US 191 switchbacks northwest up to the modern mining town of Morenci, relocated here when old Morenci got in the way of mining operations. Continuing higher, you'll reach an overlook on the right for the open-pit Morenci Mine (2). At three miles (4.8 kilometers) wide and six miles (9.6 kilometers) long, it's one of the world's largest manmade holes. Past the mining operation, the highway enters the forest and ascends higher into the mountains. Cherry Lodge Picnic Area, 20 miles (32 kilometers) from Clifton on the left between Mileposts 178 and 179, is a pleasant spot to rest; a campground lies across the highway. Rose Peak (3) has a great panorama from a fire lookout on its 8,786-foot (2,678-meter) summit; you can hike up a 1-mile (1.6-kilometer) trail (one way) or drive the rough 1.4-mile (2.3-kilometer) road near Milepost 207 (high-clearance vehicle needed).
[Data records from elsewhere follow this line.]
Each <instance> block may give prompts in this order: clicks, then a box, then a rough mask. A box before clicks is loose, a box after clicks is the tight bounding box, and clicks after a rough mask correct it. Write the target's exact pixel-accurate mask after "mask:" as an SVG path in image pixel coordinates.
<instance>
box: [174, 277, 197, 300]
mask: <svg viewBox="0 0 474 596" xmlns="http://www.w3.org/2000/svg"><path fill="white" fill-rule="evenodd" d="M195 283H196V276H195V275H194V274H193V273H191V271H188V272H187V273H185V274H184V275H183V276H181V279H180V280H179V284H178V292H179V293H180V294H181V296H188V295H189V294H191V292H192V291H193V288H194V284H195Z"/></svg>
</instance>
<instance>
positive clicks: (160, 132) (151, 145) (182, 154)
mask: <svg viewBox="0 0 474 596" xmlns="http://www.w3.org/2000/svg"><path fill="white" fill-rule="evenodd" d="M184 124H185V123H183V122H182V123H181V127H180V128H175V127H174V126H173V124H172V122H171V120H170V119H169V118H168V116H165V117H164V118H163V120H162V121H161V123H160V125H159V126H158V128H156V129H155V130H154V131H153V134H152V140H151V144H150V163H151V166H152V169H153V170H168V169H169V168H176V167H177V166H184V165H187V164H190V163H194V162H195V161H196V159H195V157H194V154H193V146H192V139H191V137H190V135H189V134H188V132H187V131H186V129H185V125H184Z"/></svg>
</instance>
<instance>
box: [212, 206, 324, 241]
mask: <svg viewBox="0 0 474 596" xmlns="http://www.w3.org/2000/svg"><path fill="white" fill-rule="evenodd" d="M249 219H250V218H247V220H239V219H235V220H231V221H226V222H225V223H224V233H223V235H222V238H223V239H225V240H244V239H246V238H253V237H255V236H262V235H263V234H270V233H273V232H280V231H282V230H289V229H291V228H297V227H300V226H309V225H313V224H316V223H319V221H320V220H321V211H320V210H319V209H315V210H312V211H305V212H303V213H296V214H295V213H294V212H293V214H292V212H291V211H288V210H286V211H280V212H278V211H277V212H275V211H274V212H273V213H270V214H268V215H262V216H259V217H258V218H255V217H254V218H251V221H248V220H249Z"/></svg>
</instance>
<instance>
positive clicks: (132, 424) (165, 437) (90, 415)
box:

The highway climbs up the Mogollon Rim to Blue Vista (4), a 9,184-foot-high (2,799-meter) overlook from which you can see countless ridges and mountains, including Mount Graham, 70 miles (112.7 kilometers) southwest in the Pinalenos; the turnoff is on the left near Milepost 225. Splendid forests of spruce, fir, and aspen blanket either side of the highway in the Hannagan Meadow (5) area, 73 miles (117.5 kilometers) from Clifton. There's a year-round lodge (tel +1 928 339 4370), plus campgrounds, trails, and cross-country skiing nearby.
Another 22 miles(35.4 kilometers) north takes you to the town of Alpine (tel +1 928 339 4330), where you'll find lodging, restaurants, and supplies. Escudilla Mountain (10,912 feet [3,326 meters]), a bit farther north still, is Arizona's third highest summit and a wilderness area. As US 191/180 drops to the high-desert area around Springerville, on the
left you'll pass Nelson Reservoir, a 60-acre (0.6-hectare) lake popular for boating and fishing. Springerville (6) marks the end of the trail; the staff at the Springerville-Eagar Regional Chamber of Commerce (318 E. Main St., tel +1 928 333 2123) can recommend things to see and do in the area.